Chap 5 : Incident à l'usine

Par MaxPic

Au réveil, Georges scrutait le lit et les habits de Thomas depuis son perchoir d'un regard inquisiteur, les paupières dégonflées.

– Nous devons établir un protocole pour tes retours de la bibliothèque Thomas, tu devras passer par les sanitaires et laisser ta tenue dans le couloir.

– Bonjour Georges, comment vas-tu ce matin ? répondit Thomas.

– Je t’installerai un portemanteau, ce sera plus simple, poursuivit Georges.

– C’était un sommeil court, mais reposant, merci, c’est vraiment trop aimable de t’en inquiéter !

Léon entra dans la chambre, accompagné du vacarme habituel de l’étage, uniquement habillé d’une serviette trop petite autour des hanches. Son corps de taille moyenne, dégageait une impression de force naturelle. Il exhibait des muscles puissants, endurcis par le travail des chevaux, sans pour autant être sculptés. Même sa mâchoire et ses sourcils s’étaient épaissis. Ce n’était plus un adolescent, remarqua Thomas.

– On s’dépêche là-dedans, y a déjà la queue aux douches et des valises dans le couloir. On dirait bien qu’des veinards sont de sortie ce week-end.
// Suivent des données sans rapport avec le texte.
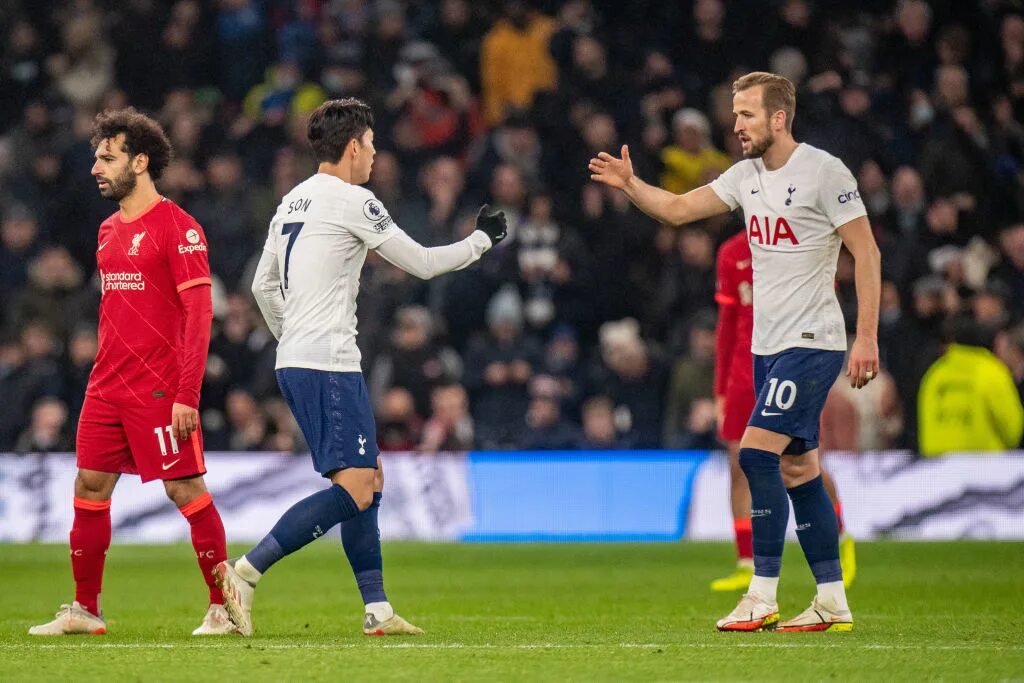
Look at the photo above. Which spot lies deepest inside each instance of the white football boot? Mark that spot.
(73, 619)
(216, 623)
(393, 626)
(753, 613)
(818, 617)
(238, 596)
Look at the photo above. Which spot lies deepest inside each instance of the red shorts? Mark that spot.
(739, 400)
(135, 439)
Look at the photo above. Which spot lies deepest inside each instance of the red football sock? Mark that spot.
(744, 538)
(208, 540)
(90, 537)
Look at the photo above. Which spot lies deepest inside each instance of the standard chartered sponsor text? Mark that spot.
(123, 282)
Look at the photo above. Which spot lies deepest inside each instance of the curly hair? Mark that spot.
(142, 136)
(334, 124)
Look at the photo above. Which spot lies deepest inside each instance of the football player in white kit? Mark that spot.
(800, 205)
(305, 286)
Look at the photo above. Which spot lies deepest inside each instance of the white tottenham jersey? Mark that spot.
(308, 275)
(320, 237)
(792, 216)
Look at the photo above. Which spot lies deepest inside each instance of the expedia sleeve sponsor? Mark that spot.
(123, 282)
Il s’agenouilla devant son lit, croisa les mains tête baissée et pria à haute voie :

– Seigneur, ouvre mes lèvres, et ma bouche publiera ta louange...
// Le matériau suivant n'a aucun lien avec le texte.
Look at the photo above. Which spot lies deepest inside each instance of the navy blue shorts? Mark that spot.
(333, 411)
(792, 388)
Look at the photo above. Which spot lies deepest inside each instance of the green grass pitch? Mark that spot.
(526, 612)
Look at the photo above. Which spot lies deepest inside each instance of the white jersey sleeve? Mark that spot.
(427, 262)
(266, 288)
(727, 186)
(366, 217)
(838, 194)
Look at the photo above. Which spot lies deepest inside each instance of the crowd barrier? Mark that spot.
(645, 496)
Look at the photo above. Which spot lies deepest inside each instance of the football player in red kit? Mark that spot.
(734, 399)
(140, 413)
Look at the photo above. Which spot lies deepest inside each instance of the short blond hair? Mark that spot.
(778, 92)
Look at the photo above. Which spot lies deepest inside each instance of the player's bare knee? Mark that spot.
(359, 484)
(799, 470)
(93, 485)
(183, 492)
– S’il pouvait refermer ta serviette avant d’ouvrir tes lèvres ça m’éviterait cette vision d’horreur dès le réveil, l’interrompit Thomas en tirant sa couverture sur sa tête.

– Silence ! on n’perturbe pas un dialogue avec le Christ.

Georges leva les yeux au ciel pendant qu’il préparait ses affaires avec soins.

– On parle plutôt d’un monologue dans ce cas.

Thomas éclata de rire.

– J’ai du mal à croire que vous êtes frère parfois...

– Moi aussi, dit Georges.

– Allez, magnez-vous, dit Léon. Jo, tu f’rais mieux d’accompagner Thomas aux sanitaires, hier soir il avait pas toute sa tête, faudrait pas qu’il déconne et qu’il arrive encore en retard.

– Euh... je ne préfère pas l’approcher, je me sens tout juste convalescent, dit Georges avant de disparaitre dans le couloir, un sac et une serviette sous le bras.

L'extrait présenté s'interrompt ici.